The Best of the Backlist: Julia Glass
The Best of the Backlist
A look at worthy authors you may not know, focusing on their entire collection of in-stock backlist titles. The backlist is a great way to meet some new authors and get a sense of their work.
Julia Glass
Julia Glass has novels set in widely disparate places and during different times, yet one theme—the complexity of relationships—is present in all her novels. Her first book, Three Junes, won the National Book Award, and introduced readers to Glass’s writing style (strong narrative, alternating views, lengthy time-spans). Three Junes is set primarily in Greece, but darts around the world to follow the fortunes (and not) of the three McLeod brothers, Scottish men who take decidedly different paths (vet, chef, bookstore owner in NYC) and who have very different views of living in the same household. You will enjoy how Glass easily shows her characters’ perspectives through their individual versions of the same circumstances. The Whole World Over brings back one character from Three Junes (as a side person, but one who remains a stable voice) and brings the reader to post-9/11 New York City, where a talented and outgoing woman chef feels stifled by both the atmosphere of New York as well as her husband, who is definitely a ‘glass-half-empty’ type. On a whim she takes a job in New Mexico, cooking at the Governor’s Mansion, where her life takes some decided upbeat turns. Her old life in New York calls, as do her friends (and not incidentally her husband, her child’s father). In Glass’s most recent novel, I See You Everywhere, two sisters—Clem and Louisa Jardine—could not be more unalike, and their differences have always served as the main force in their relationship.
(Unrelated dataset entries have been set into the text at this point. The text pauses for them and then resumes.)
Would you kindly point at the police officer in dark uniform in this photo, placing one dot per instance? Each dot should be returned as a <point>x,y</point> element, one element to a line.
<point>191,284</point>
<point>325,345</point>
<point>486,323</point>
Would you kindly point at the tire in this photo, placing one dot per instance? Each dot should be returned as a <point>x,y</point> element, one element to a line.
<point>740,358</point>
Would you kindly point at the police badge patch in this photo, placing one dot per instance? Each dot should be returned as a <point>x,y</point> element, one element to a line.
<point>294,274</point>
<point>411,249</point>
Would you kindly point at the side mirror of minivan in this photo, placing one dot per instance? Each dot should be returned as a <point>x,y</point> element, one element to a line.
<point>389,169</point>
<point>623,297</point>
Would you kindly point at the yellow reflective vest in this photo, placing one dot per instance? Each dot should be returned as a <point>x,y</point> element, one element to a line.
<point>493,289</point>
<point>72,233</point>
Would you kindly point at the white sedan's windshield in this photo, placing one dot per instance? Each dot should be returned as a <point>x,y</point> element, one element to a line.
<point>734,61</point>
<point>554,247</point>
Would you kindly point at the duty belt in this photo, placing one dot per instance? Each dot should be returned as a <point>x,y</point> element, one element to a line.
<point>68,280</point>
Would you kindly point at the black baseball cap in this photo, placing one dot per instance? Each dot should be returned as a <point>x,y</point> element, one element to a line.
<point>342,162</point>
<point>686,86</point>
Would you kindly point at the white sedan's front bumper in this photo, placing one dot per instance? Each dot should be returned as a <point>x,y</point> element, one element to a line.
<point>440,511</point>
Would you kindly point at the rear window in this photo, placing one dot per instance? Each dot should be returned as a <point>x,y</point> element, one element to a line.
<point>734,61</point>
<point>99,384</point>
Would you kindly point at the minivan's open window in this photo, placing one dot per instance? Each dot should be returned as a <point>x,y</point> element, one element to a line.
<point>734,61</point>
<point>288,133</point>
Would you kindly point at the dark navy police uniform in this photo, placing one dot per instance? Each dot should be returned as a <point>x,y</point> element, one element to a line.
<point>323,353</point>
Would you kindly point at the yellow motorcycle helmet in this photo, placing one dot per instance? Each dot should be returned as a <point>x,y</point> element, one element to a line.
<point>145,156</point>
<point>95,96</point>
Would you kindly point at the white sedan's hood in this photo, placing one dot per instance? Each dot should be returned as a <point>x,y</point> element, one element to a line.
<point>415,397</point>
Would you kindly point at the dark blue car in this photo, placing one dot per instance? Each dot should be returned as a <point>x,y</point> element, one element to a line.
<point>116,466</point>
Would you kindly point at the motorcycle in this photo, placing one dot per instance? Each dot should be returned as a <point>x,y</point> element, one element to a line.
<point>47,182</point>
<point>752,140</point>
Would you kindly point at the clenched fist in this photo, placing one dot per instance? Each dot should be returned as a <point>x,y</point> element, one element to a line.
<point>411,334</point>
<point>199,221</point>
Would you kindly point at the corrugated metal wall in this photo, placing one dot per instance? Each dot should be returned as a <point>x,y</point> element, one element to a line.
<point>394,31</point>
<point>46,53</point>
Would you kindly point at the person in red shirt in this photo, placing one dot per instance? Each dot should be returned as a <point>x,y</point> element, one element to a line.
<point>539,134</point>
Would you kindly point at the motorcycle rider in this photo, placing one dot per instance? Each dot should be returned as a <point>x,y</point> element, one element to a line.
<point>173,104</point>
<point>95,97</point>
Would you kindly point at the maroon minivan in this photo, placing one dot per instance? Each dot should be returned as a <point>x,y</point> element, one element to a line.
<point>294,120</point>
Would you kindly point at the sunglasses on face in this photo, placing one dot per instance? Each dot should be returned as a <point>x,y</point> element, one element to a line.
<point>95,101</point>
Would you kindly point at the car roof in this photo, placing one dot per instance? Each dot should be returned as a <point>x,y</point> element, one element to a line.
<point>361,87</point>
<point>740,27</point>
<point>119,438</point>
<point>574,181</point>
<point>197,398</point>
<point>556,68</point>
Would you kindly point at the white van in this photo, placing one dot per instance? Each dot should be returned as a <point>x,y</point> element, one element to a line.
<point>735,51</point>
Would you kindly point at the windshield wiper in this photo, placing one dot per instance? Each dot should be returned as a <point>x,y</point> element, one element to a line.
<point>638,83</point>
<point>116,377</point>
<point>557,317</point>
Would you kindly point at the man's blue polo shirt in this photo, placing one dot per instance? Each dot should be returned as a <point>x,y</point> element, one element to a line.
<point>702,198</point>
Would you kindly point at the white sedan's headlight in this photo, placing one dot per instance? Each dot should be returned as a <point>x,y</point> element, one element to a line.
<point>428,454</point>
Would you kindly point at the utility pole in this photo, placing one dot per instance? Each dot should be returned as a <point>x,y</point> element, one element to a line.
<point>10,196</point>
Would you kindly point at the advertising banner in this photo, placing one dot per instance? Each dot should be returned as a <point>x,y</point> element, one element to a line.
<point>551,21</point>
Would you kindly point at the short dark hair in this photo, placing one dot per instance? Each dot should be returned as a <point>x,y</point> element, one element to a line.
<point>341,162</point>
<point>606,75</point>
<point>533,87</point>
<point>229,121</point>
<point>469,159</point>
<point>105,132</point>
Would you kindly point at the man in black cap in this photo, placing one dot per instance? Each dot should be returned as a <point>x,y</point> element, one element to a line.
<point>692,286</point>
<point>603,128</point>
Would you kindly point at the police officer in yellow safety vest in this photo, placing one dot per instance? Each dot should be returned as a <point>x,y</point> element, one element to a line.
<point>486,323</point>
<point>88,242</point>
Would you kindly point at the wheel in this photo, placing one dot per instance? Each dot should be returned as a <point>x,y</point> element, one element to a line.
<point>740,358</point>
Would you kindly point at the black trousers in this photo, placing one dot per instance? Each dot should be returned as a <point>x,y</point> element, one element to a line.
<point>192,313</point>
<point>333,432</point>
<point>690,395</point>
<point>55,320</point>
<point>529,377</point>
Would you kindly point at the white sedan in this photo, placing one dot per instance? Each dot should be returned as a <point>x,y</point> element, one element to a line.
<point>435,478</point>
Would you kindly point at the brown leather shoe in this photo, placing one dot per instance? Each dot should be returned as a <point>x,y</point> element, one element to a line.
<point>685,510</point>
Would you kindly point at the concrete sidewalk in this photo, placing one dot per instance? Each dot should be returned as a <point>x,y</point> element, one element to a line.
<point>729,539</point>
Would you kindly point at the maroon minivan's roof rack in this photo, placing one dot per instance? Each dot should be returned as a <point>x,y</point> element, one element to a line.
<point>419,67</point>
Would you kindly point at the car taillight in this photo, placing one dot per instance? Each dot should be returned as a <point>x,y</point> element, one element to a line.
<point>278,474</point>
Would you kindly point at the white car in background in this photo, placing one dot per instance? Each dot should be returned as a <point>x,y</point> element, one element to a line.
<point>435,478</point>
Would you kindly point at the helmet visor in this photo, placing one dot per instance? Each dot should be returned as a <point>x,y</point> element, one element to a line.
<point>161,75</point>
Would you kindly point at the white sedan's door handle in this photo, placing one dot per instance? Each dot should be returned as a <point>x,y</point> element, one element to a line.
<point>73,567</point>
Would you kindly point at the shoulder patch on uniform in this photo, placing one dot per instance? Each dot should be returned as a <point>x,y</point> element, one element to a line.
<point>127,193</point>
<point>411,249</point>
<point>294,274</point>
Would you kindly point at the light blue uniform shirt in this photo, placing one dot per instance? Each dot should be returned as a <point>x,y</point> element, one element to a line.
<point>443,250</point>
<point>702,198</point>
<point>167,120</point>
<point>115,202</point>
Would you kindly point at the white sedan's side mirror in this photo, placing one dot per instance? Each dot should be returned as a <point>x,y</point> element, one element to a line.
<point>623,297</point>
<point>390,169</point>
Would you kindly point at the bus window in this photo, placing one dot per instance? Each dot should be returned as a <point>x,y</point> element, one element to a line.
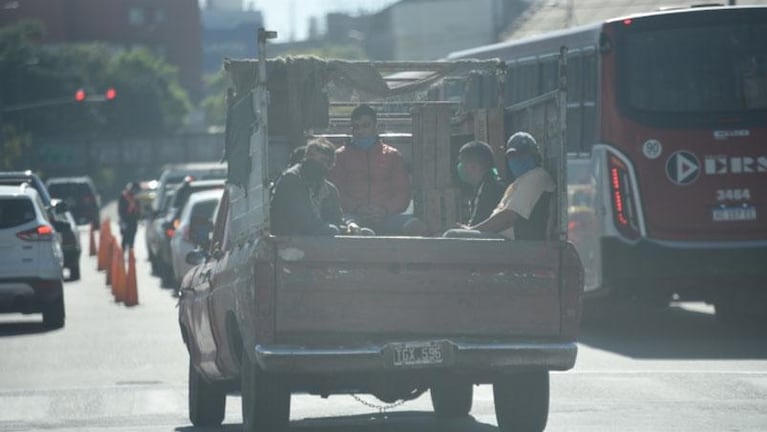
<point>591,75</point>
<point>695,69</point>
<point>549,74</point>
<point>574,109</point>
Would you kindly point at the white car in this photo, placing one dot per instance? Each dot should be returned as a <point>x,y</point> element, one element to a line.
<point>31,259</point>
<point>194,227</point>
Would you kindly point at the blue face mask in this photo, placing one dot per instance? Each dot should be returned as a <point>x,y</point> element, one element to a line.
<point>462,172</point>
<point>520,165</point>
<point>364,143</point>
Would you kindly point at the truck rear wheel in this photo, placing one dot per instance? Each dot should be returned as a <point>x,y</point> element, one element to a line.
<point>452,399</point>
<point>522,401</point>
<point>265,402</point>
<point>207,402</point>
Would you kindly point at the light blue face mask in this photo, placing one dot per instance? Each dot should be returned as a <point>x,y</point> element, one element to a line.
<point>364,143</point>
<point>520,165</point>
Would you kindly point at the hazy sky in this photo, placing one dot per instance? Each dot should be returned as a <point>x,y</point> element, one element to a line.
<point>277,13</point>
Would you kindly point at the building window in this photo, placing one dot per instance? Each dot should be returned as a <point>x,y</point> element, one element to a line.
<point>136,17</point>
<point>159,16</point>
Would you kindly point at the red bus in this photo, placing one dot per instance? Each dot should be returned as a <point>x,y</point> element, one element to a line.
<point>667,135</point>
Louisa is jealous of Clem’s life, vitality, and relationship with their mother…and, yet, she would be lost without the ability to live through Clem, and Clem would be lost without Louisa’s stability. The book provides two strong and very interesting women characters, and sails through their life (past and present) in such a way that you can’t be quite sure whether ultimately the sisters adore each other or despise each other, because they spend half of their time adoring (and the other half despising) one another. Like other Glass novels, this one is well-written, employing alternating narrators, and shows careful attention to narrative that spans time and lifetimes. You can easily become lost in Clem and Louisa’s lives.